Seven BPT groups (4 in Basel, 3 in Winterthur) consisting of 5–7 patients were carried out. Each group received 6 sessions within a period of 6–9 weeks (due to public holidays and room allocation). The waiting period between T0 and T1 was significantly shorter, with a median of 33.0 days [interquartile range (IQR) 22.0–58.5 days] than the time of the group BPT between T1 and T2, with a median of 58.0 days (IQR 49.0–62.0 days; p = 0.030).

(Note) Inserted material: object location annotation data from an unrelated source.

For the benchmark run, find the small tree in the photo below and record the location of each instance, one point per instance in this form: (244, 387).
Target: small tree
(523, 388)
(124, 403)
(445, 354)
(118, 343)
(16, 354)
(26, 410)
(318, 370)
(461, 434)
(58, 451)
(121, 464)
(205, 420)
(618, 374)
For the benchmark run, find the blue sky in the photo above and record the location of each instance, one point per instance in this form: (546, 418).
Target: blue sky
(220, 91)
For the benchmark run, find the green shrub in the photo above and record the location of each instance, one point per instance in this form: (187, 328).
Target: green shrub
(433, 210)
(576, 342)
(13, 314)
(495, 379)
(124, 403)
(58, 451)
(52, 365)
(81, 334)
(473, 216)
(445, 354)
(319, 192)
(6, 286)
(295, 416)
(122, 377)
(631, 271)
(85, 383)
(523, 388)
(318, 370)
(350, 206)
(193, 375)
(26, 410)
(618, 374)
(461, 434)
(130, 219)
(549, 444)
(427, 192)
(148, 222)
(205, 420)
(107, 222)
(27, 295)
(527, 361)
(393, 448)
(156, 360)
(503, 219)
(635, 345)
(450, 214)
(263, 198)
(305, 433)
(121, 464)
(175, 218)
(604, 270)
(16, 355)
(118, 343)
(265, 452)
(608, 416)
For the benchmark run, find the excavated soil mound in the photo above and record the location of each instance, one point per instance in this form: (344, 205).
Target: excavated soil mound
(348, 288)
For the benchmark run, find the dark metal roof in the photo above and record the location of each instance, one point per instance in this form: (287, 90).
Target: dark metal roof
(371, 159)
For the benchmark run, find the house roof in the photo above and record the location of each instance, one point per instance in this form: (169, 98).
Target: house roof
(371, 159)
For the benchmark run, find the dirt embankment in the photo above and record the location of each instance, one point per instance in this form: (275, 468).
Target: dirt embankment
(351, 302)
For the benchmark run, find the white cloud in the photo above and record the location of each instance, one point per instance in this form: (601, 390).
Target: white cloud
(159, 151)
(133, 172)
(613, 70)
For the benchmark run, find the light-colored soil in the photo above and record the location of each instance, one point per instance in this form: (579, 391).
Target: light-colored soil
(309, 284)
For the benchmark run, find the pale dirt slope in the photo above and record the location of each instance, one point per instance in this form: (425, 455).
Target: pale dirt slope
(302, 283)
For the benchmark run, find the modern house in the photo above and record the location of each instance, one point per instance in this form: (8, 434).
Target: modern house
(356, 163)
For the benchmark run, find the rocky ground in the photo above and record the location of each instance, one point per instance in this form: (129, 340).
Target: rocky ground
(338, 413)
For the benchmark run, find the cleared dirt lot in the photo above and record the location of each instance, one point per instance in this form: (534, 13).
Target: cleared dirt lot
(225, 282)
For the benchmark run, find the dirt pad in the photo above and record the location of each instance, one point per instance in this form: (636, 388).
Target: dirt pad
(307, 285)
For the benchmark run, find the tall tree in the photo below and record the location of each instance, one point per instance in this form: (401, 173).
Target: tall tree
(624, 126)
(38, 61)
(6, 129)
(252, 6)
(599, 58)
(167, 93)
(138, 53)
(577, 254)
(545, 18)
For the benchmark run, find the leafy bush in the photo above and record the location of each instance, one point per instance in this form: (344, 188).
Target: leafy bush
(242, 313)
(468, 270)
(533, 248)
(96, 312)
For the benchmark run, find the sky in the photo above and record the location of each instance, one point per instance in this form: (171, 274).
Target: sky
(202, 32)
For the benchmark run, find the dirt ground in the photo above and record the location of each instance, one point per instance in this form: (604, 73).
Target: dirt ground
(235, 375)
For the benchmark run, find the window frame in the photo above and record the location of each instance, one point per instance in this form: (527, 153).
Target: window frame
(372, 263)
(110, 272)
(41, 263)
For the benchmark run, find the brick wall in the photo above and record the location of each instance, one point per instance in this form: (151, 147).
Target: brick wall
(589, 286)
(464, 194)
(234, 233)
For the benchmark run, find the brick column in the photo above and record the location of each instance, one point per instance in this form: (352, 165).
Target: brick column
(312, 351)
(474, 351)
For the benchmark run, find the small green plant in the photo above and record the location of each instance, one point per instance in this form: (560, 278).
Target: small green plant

The therapists’ overall adherence to the intervention manual was very good (M = 2.70; range between sessions M = 2.59 to M = 2.91). Patients’ adherence to the intervention was high, as 92.5% (n = 37) of the included participants attended at least 4 BPT sessions. Two patients were classified as dropouts. One patient did not participate in the sessions due to time conflicts but participated in the smartphone-based intervention. These three patients and the one patient who was included incorrectly were excluded from the PP analysis.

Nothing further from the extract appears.